Natural Language Processing is the use of machines to manipulate natural language. Here, we focus on written language, or in simpler words: text.

# Don't Panic! Hitchhiker's Guide to NLP with spaCy

## _Any semblance of order or coherence is purely accidental_

Humans are the only known species to have developed written languages. Yet, children don't learn to read and write on their own. This is to highlight the complexity of text processing and NLP.
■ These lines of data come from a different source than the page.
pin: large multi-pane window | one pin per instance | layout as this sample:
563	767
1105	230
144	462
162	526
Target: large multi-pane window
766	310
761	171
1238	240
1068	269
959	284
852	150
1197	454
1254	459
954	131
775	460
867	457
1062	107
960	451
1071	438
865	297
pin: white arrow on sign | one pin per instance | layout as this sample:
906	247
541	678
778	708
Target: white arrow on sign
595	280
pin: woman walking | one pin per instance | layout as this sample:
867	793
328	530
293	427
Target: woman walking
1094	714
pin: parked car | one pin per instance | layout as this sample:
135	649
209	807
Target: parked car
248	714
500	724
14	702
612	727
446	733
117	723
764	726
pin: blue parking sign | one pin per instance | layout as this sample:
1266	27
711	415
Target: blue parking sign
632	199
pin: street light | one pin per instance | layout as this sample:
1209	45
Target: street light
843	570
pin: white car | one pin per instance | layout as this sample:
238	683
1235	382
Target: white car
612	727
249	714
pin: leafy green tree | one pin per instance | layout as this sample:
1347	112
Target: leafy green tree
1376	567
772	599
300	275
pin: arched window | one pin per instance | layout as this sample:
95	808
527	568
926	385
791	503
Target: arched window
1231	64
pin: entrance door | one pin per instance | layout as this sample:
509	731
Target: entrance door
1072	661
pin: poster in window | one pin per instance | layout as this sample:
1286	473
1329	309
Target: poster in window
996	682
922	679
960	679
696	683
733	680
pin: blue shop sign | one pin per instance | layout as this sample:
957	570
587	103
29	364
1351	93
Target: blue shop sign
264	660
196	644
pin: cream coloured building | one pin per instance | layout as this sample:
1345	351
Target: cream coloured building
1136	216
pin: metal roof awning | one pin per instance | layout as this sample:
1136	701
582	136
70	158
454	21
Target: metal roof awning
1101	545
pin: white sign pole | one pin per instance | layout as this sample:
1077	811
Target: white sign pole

The study of natural language processing has been around for more than 50 years. The famous Turing test for General Artificial Intelligence is based on machine comprehension. The field has grown with linguistics and the computational techniques both.

Some Applications of NLP

*  Sentiment Analysis on Social Media
*  Automated Customer Service
*  Chatbots, such as that of Uber, Intercom


In [3]:
import spacy
import random
from collections import Counter #for counting
import seaborn as sns #for visualization
import matplotlib.pyplot as plt
import pandas as pd
plt.style.use('seaborn')
sns.set(font_scale=2)
import json
def pretty_print(pp_object):
    print(json.dumps(pp_object, indent=2))
    
from IPython.display import Markdown, display
def printmd(string, color=None):
    colorstr = "<span style='color:{}'>{}</span>".format(color, string)
    display(Markdown(colorstr))


## About spaCy

spaCy is a free open-source library for Natural Language Processing in Python. 

It features NER, POS tagging, dependency parsing, word vectors and more. The name spaCy comes from spaces + Cython. This is because spaCy started off as an industrial grade solution for tokenization - and eventually expanding to other challenges. Cython allows spaCy to be incredibly fast as compared to other solutions like NLTK. 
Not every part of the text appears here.